The new law will try to keep former romantic partners from sending out private messages without the subject's consent. The action is part of Gov. Quinn's agenda to protect the rights and privacy of the people of Illinois.
"Cyberbullying can have lasting and often devastating effects on a person, especially when it involves the distribution of very personal images," Gov. Quinn said. "This shameful act can be as harmful as any other form of abuse. This law cracks down on perpetrators and will help prevent more people from becoming victims, most of whom are women."
Senate Bill 1009 makes the non-consensual dissemination of private sexual images, also known as "revenge porn," a Class 4 felony. The law also removes any profit and voids any contract or agreement the offender may receive as a result of the illegal use of these images.
According to the Cyber Civil Rights Initiative, 90 percent of revenge porn victims are women.
The new law is effective on June 1, 2015.

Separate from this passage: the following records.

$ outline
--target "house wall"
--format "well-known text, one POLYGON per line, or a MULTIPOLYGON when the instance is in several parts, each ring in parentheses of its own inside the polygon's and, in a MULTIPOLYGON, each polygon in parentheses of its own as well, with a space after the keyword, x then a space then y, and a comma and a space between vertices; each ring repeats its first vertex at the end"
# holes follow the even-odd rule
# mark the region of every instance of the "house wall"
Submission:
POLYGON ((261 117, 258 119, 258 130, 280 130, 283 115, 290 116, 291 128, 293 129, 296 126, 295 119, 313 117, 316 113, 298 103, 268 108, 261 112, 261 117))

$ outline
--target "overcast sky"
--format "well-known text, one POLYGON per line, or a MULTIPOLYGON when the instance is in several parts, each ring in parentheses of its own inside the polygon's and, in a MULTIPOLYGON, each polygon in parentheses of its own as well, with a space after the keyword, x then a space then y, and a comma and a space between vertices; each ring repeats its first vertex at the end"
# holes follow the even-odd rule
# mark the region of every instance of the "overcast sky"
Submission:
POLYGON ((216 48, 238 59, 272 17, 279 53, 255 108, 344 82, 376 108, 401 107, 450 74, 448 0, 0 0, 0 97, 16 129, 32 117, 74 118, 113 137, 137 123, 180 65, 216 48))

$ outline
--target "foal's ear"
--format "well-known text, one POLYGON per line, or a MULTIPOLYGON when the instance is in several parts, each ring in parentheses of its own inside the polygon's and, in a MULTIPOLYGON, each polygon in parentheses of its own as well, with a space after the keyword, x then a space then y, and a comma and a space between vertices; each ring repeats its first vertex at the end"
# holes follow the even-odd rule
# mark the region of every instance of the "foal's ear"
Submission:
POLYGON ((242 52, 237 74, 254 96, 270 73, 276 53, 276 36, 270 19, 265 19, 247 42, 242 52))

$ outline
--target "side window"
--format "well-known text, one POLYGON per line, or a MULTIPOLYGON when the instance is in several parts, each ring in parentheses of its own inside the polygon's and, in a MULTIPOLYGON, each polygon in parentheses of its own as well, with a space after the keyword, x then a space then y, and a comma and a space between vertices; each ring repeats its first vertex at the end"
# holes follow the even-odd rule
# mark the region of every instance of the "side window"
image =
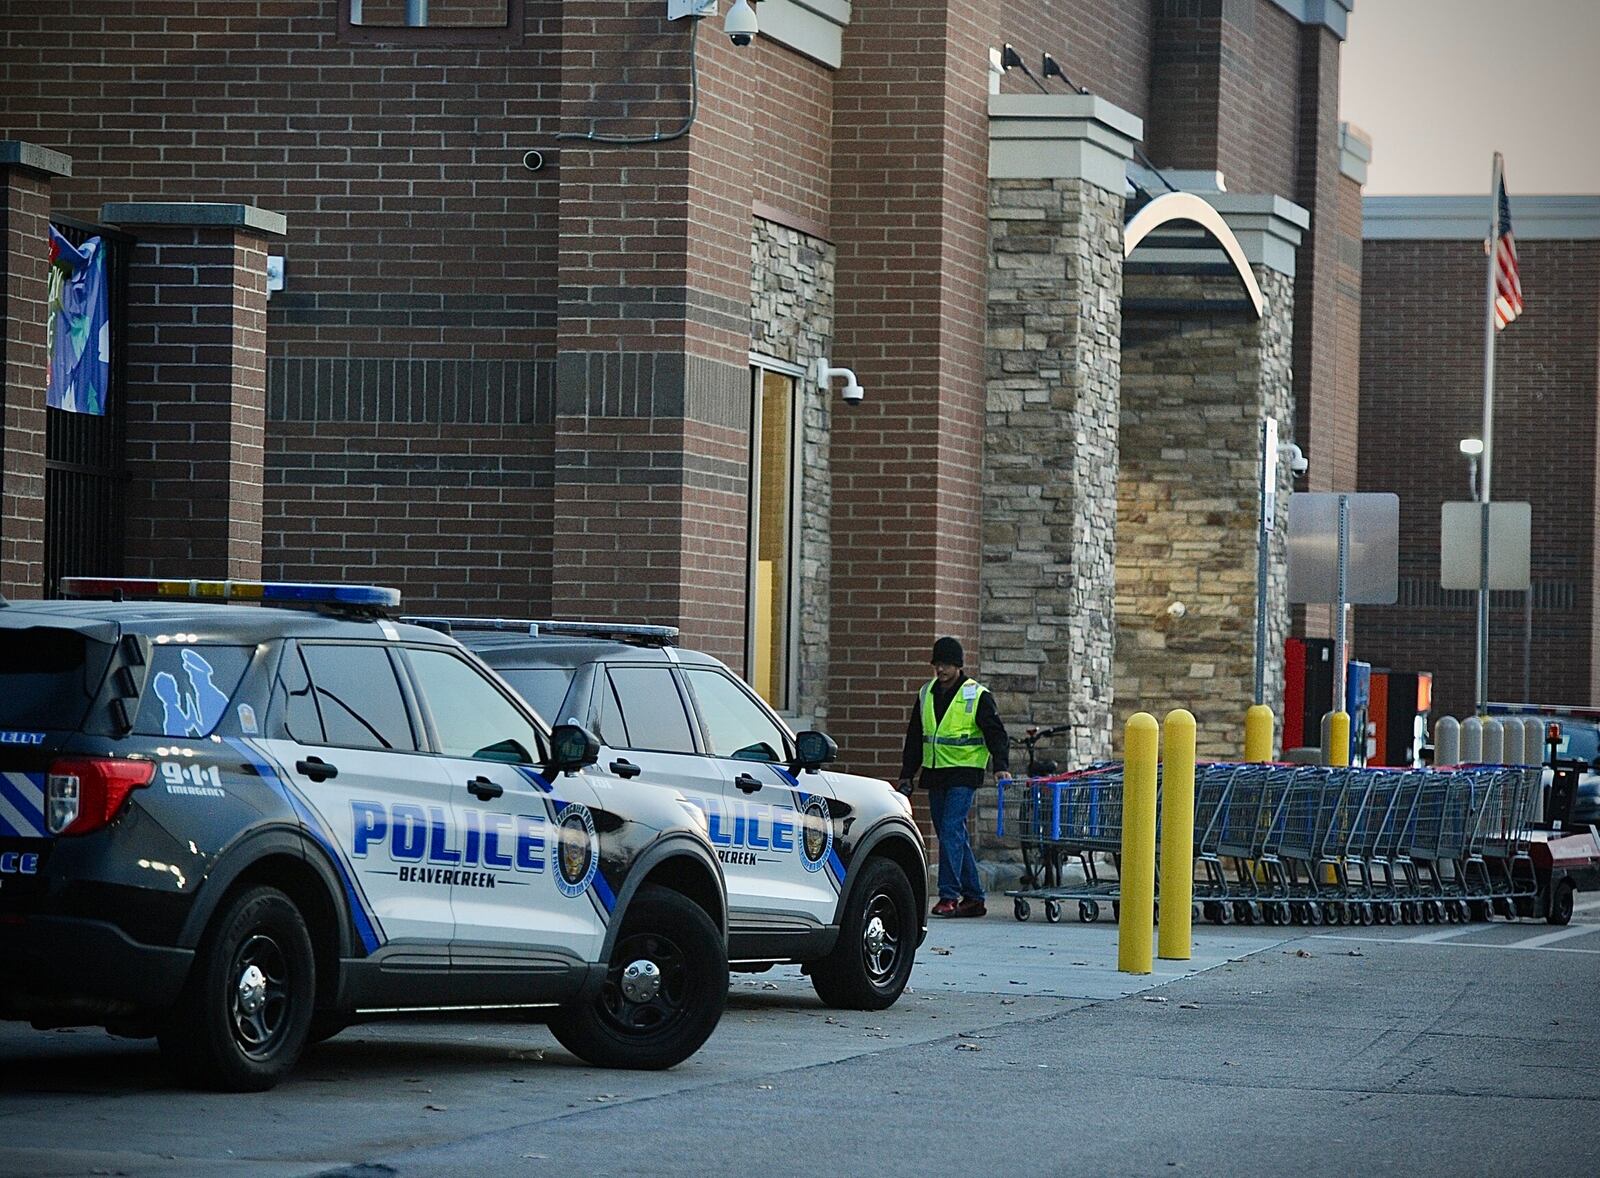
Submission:
POLYGON ((700 706, 713 753, 740 761, 787 759, 783 729, 732 679, 720 671, 693 668, 685 668, 684 677, 700 706))
POLYGON ((284 739, 299 744, 326 743, 311 676, 306 674, 305 659, 300 656, 298 647, 290 646, 284 652, 278 678, 272 685, 271 710, 271 723, 284 739))
POLYGON ((133 730, 140 736, 209 736, 244 678, 249 646, 153 647, 133 730))
MULTIPOLYGON (((628 743, 641 752, 692 753, 689 716, 666 667, 613 667, 608 675, 617 693, 628 743)), ((617 746, 613 746, 617 747, 617 746)))
POLYGON ((322 644, 301 650, 328 744, 416 751, 411 718, 388 651, 381 646, 322 644))
POLYGON ((441 753, 511 765, 544 760, 539 730, 471 663, 447 650, 406 654, 433 716, 441 753))
POLYGON ((496 667, 500 678, 511 684, 527 705, 547 723, 561 724, 561 703, 572 686, 572 672, 566 667, 496 667))
POLYGON ((614 749, 633 747, 628 739, 628 726, 622 722, 622 707, 617 703, 617 689, 611 684, 611 676, 601 675, 595 690, 600 693, 600 730, 595 735, 602 744, 614 749))

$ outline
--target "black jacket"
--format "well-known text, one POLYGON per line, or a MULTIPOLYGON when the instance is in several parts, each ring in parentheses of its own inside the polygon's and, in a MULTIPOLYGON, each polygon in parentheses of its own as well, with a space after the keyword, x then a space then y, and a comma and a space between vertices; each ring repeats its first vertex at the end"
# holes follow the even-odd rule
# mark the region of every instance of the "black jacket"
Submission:
MULTIPOLYGON (((943 720, 945 709, 950 706, 950 701, 955 698, 956 692, 961 690, 961 685, 967 681, 966 675, 958 676, 948 688, 935 681, 933 685, 933 716, 936 720, 943 720)), ((978 697, 978 714, 974 717, 978 722, 978 730, 983 733, 983 743, 989 748, 989 768, 996 773, 1009 770, 1011 767, 1011 742, 1006 737, 1005 725, 1000 723, 1000 713, 994 706, 994 693, 985 691, 978 697)), ((922 696, 918 693, 917 700, 911 705, 911 722, 906 725, 906 747, 900 757, 900 779, 907 781, 912 778, 918 769, 922 768, 922 696)), ((983 770, 961 765, 950 769, 923 769, 922 788, 937 789, 944 785, 965 786, 967 789, 977 789, 983 784, 983 770)))

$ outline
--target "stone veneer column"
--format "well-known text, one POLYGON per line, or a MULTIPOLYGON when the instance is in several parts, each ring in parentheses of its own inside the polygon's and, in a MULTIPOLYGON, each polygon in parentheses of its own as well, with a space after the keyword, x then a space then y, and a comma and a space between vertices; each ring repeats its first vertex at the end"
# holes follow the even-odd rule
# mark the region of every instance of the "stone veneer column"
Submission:
MULTIPOLYGON (((1116 693, 1119 720, 1188 708, 1200 755, 1233 758, 1254 693, 1258 431, 1275 418, 1287 450, 1295 247, 1309 217, 1281 197, 1207 199, 1243 247, 1263 309, 1258 319, 1233 274, 1141 267, 1124 279, 1116 693)), ((1280 716, 1289 491, 1281 455, 1265 682, 1280 716)))
POLYGON ((108 204, 128 276, 129 576, 261 576, 267 241, 250 205, 108 204))
POLYGON ((44 588, 45 351, 50 182, 59 151, 0 140, 0 596, 44 588))
MULTIPOLYGON (((1123 177, 1139 119, 1087 95, 989 101, 983 674, 1013 732, 1110 754, 1123 177)), ((1021 768, 1019 766, 1019 768, 1021 768)))

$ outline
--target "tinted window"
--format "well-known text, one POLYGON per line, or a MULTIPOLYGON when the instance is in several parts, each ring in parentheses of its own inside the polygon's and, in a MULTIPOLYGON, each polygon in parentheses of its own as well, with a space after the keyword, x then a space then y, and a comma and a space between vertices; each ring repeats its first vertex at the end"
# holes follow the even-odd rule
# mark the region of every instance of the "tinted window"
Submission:
POLYGON ((278 666, 278 678, 272 685, 271 712, 279 739, 301 744, 326 742, 316 694, 311 689, 311 676, 306 674, 305 660, 296 647, 284 653, 283 662, 278 666))
POLYGON ((622 722, 622 705, 617 703, 617 689, 611 685, 609 676, 600 677, 600 729, 596 736, 601 744, 608 744, 614 749, 630 747, 628 740, 628 726, 622 722))
POLYGON ((741 761, 787 759, 783 729, 737 683, 720 671, 685 669, 684 675, 713 753, 741 761))
POLYGON ((614 667, 609 674, 628 733, 627 744, 611 747, 658 753, 695 751, 689 717, 671 671, 666 667, 614 667))
POLYGON ((0 630, 0 728, 77 728, 110 656, 71 630, 0 630))
POLYGON ((1555 723, 1561 725, 1561 744, 1556 749, 1556 755, 1564 761, 1588 761, 1594 763, 1600 755, 1600 738, 1596 731, 1588 724, 1572 720, 1557 719, 1555 723))
POLYGON ((152 646, 133 730, 141 736, 211 735, 254 653, 253 646, 152 646))
MULTIPOLYGON (((499 668, 496 668, 499 670, 499 668)), ((572 672, 564 667, 533 667, 526 670, 500 670, 500 677, 512 687, 528 706, 551 724, 562 724, 571 719, 562 716, 561 701, 567 698, 567 688, 572 685, 572 672)))
POLYGON ((306 646, 306 667, 328 744, 345 748, 417 747, 389 654, 380 646, 306 646))
POLYGON ((476 667, 444 650, 408 654, 441 753, 522 765, 544 759, 538 729, 476 667))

Gov. Quinn also signed Senate Bill 2809 on Monday.
It's a new law that will help terminate the pension benefits of public employees convicted of felonies.
This legislation allows the Illinois Attorney General to intervene in cases like those involving former Chicago Police supervisor John Burge, who was convicted of crimes committed while on duty, but was still able to receive his publicly funded pension benefits.
This new law will be effective on June 1, 2015.
A third legislation signed by Gov. Quinn on Monday will be effective immediately.
House Bill 6303 creates a TIF extension for the Village of Lansing to support development in the West Lansing area.